According to ESET’s Jake Moore, “text messages are better than no second layer of security. Getting people behind the idea of two factor authentication is a tough task in itself, so I can see why some organizations start mildly and offer an SMS concept which people are used to. However, I think it’s better to future proof in the long run to go straight into recommending an authenticator app to bolster account security and defend them from the simplest of attacks.”
The challenge of course is that this makes 2FA much more complex and risks non-compliance. Nicola Whiting, Chief Strategy Officer at Titania, advocates for the built-in approach. “Fully automated OTPs, standardized across multiple browsers, providers and platforms have the potential to provide users with higher protection… That OTPs have an almost ‘zero effort’ adoption cost, will be key to widespread adoption and for transformational security benefits to be achieved.”
Until then, while there may be many reasons you should stop using SMS passcodes, there’s unfortunately a much bigger reason to keep doing so. If this is the best 2FA option we have right now, the one you’re most likely to use, then you should keep using it. It’s for the industry to fix this issue, not for you.

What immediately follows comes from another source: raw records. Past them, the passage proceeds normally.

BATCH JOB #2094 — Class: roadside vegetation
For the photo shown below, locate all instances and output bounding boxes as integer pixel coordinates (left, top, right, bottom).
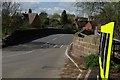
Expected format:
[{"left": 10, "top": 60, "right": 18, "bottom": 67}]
[{"left": 84, "top": 54, "right": 120, "bottom": 73}]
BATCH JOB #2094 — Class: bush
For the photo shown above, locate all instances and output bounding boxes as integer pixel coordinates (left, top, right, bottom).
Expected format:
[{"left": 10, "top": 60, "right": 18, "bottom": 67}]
[{"left": 84, "top": 54, "right": 99, "bottom": 68}]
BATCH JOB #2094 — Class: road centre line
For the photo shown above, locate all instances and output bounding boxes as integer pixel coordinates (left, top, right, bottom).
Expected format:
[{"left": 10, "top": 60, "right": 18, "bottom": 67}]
[
  {"left": 4, "top": 51, "right": 33, "bottom": 57},
  {"left": 60, "top": 45, "right": 63, "bottom": 48},
  {"left": 60, "top": 35, "right": 64, "bottom": 37}
]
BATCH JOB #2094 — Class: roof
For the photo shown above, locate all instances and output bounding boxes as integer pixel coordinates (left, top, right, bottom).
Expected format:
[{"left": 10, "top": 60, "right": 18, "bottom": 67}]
[{"left": 23, "top": 13, "right": 38, "bottom": 24}]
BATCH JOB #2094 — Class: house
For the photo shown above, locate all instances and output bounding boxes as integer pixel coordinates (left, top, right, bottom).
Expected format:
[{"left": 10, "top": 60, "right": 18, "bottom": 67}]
[
  {"left": 22, "top": 13, "right": 41, "bottom": 28},
  {"left": 75, "top": 17, "right": 95, "bottom": 30}
]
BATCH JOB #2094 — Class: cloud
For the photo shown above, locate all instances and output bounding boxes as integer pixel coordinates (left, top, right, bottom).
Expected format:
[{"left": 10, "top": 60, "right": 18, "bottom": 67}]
[{"left": 20, "top": 2, "right": 40, "bottom": 11}]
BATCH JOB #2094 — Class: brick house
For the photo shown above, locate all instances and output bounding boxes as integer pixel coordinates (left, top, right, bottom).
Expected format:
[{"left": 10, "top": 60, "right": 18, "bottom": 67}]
[{"left": 75, "top": 17, "right": 95, "bottom": 30}]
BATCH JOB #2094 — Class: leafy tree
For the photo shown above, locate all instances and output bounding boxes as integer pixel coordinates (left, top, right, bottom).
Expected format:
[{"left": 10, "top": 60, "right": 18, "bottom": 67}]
[
  {"left": 67, "top": 14, "right": 75, "bottom": 24},
  {"left": 60, "top": 10, "right": 68, "bottom": 25},
  {"left": 2, "top": 2, "right": 20, "bottom": 35},
  {"left": 28, "top": 9, "right": 32, "bottom": 13},
  {"left": 39, "top": 11, "right": 48, "bottom": 28}
]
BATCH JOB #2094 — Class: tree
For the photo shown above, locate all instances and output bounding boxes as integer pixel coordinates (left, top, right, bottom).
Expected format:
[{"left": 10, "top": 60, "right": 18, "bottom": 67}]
[
  {"left": 60, "top": 10, "right": 68, "bottom": 25},
  {"left": 39, "top": 11, "right": 49, "bottom": 27},
  {"left": 75, "top": 1, "right": 106, "bottom": 16},
  {"left": 28, "top": 9, "right": 32, "bottom": 13},
  {"left": 52, "top": 13, "right": 60, "bottom": 19},
  {"left": 2, "top": 2, "right": 20, "bottom": 35},
  {"left": 67, "top": 14, "right": 75, "bottom": 24}
]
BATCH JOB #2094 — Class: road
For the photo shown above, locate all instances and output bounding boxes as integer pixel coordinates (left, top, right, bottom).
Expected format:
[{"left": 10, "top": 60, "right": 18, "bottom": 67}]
[{"left": 2, "top": 34, "right": 73, "bottom": 78}]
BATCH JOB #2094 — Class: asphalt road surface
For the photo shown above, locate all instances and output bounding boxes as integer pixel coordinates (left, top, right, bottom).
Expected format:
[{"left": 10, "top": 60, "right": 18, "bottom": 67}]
[{"left": 2, "top": 34, "right": 73, "bottom": 78}]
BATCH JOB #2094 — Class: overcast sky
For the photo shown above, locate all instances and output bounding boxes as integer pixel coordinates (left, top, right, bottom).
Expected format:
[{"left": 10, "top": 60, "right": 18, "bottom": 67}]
[{"left": 19, "top": 2, "right": 76, "bottom": 15}]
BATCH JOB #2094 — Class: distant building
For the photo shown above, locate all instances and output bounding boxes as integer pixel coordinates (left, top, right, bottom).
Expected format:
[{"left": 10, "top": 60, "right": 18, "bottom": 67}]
[
  {"left": 23, "top": 13, "right": 40, "bottom": 28},
  {"left": 75, "top": 17, "right": 95, "bottom": 30}
]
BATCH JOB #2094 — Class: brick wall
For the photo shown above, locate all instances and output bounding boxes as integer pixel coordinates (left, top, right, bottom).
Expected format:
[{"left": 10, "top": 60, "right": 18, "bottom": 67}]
[{"left": 71, "top": 35, "right": 100, "bottom": 57}]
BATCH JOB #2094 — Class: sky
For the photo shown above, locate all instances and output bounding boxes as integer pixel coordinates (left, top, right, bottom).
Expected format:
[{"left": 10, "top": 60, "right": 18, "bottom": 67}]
[{"left": 19, "top": 2, "right": 76, "bottom": 15}]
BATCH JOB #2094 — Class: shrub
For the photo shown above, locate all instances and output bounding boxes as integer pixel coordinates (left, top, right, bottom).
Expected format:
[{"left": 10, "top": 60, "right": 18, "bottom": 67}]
[{"left": 84, "top": 54, "right": 99, "bottom": 68}]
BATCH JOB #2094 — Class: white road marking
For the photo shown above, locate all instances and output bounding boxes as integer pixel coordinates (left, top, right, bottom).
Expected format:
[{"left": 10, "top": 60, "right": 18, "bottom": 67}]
[
  {"left": 60, "top": 45, "right": 63, "bottom": 48},
  {"left": 65, "top": 43, "right": 82, "bottom": 80},
  {"left": 4, "top": 51, "right": 33, "bottom": 57},
  {"left": 52, "top": 38, "right": 57, "bottom": 41},
  {"left": 53, "top": 45, "right": 57, "bottom": 48}
]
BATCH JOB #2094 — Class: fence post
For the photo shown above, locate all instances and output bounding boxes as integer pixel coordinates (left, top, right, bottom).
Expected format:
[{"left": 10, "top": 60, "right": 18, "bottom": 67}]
[{"left": 99, "top": 22, "right": 114, "bottom": 80}]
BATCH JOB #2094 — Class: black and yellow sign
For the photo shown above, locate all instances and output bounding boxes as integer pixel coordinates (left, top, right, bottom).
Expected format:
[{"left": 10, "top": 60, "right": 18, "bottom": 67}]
[{"left": 99, "top": 22, "right": 114, "bottom": 80}]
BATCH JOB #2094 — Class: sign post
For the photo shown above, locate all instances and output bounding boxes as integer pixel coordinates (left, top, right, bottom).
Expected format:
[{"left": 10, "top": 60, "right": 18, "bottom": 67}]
[{"left": 99, "top": 22, "right": 114, "bottom": 80}]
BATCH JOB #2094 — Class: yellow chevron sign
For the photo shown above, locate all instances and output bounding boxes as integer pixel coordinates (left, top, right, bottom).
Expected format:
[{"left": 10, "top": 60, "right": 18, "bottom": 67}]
[{"left": 99, "top": 22, "right": 114, "bottom": 80}]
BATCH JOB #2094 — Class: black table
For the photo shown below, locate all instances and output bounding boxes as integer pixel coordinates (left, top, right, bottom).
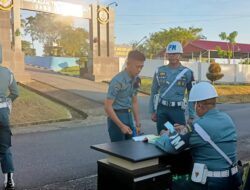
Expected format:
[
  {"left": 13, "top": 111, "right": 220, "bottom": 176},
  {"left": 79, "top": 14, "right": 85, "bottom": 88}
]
[{"left": 91, "top": 140, "right": 171, "bottom": 190}]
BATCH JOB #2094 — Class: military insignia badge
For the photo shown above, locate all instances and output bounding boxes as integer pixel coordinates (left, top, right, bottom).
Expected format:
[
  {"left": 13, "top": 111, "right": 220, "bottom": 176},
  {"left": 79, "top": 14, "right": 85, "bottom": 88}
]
[
  {"left": 0, "top": 0, "right": 13, "bottom": 11},
  {"left": 159, "top": 72, "right": 167, "bottom": 77}
]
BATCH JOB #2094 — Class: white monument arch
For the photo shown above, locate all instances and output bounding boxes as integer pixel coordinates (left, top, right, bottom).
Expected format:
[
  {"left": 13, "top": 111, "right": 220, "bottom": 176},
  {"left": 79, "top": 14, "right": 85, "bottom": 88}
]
[{"left": 0, "top": 0, "right": 119, "bottom": 81}]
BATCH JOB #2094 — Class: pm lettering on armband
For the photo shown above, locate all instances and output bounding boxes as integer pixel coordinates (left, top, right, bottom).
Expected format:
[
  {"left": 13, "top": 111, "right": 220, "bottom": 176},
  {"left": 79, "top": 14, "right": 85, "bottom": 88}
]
[{"left": 171, "top": 135, "right": 185, "bottom": 150}]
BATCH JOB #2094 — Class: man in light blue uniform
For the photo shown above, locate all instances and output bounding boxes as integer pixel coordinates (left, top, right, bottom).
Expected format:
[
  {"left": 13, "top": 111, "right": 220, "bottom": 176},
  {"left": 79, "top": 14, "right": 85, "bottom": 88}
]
[
  {"left": 156, "top": 82, "right": 241, "bottom": 190},
  {"left": 0, "top": 47, "right": 18, "bottom": 190},
  {"left": 149, "top": 41, "right": 194, "bottom": 134},
  {"left": 104, "top": 50, "right": 145, "bottom": 142}
]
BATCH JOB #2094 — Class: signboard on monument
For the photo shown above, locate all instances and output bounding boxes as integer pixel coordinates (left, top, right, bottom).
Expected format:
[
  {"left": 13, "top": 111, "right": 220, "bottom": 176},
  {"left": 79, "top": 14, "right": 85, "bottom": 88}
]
[{"left": 21, "top": 0, "right": 90, "bottom": 19}]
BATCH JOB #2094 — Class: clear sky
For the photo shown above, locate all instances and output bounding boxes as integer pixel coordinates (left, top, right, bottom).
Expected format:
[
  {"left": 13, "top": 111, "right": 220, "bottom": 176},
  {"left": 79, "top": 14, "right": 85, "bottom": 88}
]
[
  {"left": 89, "top": 0, "right": 250, "bottom": 44},
  {"left": 22, "top": 0, "right": 250, "bottom": 55}
]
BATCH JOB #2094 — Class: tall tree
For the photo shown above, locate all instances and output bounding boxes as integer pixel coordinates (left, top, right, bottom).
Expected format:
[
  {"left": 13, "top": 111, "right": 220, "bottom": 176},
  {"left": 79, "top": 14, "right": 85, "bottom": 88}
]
[
  {"left": 216, "top": 31, "right": 238, "bottom": 64},
  {"left": 22, "top": 40, "right": 36, "bottom": 56},
  {"left": 135, "top": 27, "right": 205, "bottom": 58},
  {"left": 58, "top": 28, "right": 89, "bottom": 57}
]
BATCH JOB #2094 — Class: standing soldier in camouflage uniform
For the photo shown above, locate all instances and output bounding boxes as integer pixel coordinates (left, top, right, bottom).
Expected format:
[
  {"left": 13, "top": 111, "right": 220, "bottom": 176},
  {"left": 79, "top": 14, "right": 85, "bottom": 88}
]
[
  {"left": 149, "top": 41, "right": 194, "bottom": 134},
  {"left": 104, "top": 50, "right": 145, "bottom": 142},
  {"left": 0, "top": 47, "right": 18, "bottom": 190}
]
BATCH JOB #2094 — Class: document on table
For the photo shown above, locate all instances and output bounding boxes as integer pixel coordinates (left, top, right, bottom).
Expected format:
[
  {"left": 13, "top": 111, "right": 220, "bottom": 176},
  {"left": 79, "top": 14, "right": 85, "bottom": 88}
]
[{"left": 133, "top": 134, "right": 159, "bottom": 141}]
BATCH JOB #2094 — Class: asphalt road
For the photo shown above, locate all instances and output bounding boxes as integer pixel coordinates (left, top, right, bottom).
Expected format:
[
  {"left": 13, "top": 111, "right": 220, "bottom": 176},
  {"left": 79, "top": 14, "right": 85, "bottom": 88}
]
[{"left": 5, "top": 102, "right": 250, "bottom": 189}]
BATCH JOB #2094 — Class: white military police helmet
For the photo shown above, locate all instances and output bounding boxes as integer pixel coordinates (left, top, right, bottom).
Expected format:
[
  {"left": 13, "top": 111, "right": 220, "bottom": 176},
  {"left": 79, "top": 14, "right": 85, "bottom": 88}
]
[
  {"left": 166, "top": 41, "right": 183, "bottom": 54},
  {"left": 188, "top": 82, "right": 218, "bottom": 102}
]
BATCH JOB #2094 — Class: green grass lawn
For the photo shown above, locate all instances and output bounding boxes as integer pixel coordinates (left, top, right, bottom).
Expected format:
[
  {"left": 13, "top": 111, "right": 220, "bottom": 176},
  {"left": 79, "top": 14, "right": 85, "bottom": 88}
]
[
  {"left": 10, "top": 86, "right": 71, "bottom": 125},
  {"left": 59, "top": 66, "right": 80, "bottom": 76},
  {"left": 140, "top": 78, "right": 250, "bottom": 103}
]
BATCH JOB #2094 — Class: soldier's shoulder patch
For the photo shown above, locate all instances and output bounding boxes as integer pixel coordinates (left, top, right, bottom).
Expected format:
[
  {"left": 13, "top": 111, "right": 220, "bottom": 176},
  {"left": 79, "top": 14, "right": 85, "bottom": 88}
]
[{"left": 159, "top": 72, "right": 167, "bottom": 77}]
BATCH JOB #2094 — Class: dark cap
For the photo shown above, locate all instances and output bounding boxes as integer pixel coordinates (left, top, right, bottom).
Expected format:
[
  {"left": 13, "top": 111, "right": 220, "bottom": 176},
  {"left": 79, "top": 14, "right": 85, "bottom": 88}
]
[{"left": 128, "top": 50, "right": 146, "bottom": 61}]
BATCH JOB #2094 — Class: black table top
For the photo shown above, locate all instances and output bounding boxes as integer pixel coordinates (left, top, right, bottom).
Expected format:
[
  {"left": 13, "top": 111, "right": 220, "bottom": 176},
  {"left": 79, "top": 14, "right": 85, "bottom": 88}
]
[{"left": 91, "top": 140, "right": 166, "bottom": 162}]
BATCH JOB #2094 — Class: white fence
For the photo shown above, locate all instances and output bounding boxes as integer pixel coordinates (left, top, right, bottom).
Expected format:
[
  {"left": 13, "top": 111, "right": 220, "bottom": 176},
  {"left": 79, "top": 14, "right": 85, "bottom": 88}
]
[{"left": 119, "top": 58, "right": 250, "bottom": 83}]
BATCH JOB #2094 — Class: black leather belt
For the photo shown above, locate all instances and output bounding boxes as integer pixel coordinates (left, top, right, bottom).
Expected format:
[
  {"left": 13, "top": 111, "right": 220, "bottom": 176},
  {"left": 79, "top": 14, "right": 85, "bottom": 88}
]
[{"left": 115, "top": 108, "right": 132, "bottom": 113}]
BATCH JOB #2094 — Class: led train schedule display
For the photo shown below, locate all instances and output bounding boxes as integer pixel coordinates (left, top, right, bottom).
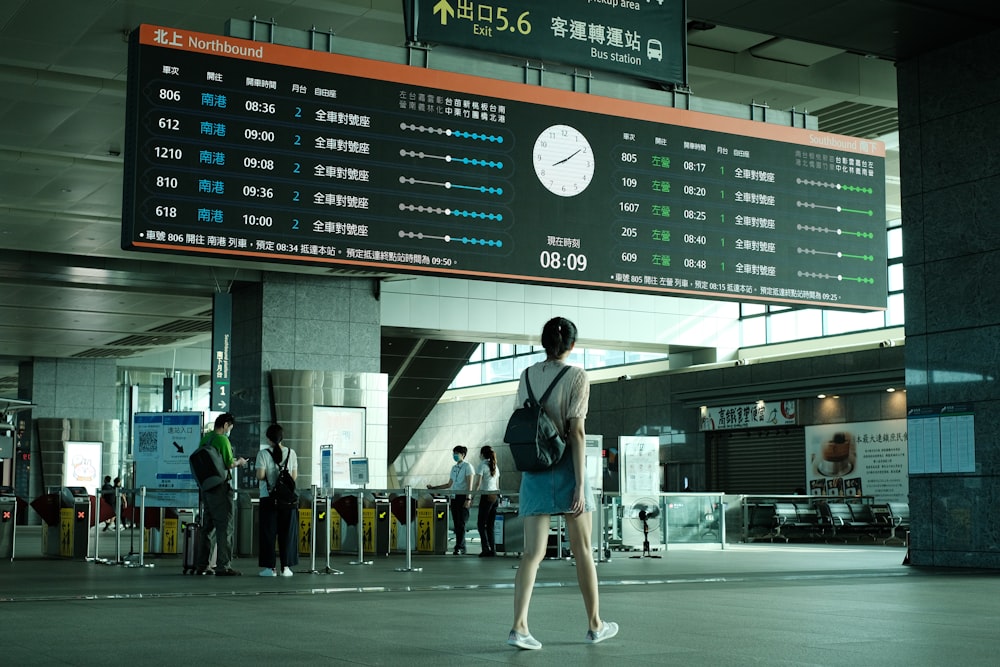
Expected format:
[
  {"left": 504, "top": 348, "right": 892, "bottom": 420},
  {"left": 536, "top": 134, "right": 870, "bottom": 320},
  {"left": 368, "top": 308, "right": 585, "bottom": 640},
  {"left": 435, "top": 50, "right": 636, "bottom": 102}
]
[{"left": 122, "top": 25, "right": 887, "bottom": 309}]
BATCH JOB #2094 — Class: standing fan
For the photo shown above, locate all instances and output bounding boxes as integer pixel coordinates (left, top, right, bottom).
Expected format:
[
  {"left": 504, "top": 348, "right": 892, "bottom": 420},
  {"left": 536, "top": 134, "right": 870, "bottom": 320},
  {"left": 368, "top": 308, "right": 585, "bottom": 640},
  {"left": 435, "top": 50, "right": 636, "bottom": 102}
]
[{"left": 625, "top": 498, "right": 661, "bottom": 558}]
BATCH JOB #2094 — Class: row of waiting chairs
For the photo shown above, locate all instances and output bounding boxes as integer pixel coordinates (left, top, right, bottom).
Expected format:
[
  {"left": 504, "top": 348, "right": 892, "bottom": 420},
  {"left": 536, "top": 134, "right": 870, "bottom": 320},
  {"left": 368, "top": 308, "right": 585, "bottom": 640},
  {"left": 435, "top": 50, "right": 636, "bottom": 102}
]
[{"left": 748, "top": 500, "right": 910, "bottom": 544}]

“We often miss the mark in security,” Lisa Forte, partner at Red Goat Cyber Security, says. “Security is a journey. So, for someone who has used ‘Summer1’ as their only password for years, enabling SMS 2FA is huge progress. Is it a perfect solution? Definitely not. Not even close. But it is progress and that person is now harder to attack than they were. This is a journey with no end point. Attacks evolve and so must we. Look for progress and not perfection.”
So, yes, you should stop using SMS security codes for two-step verification—but, unfortunately, you can’t.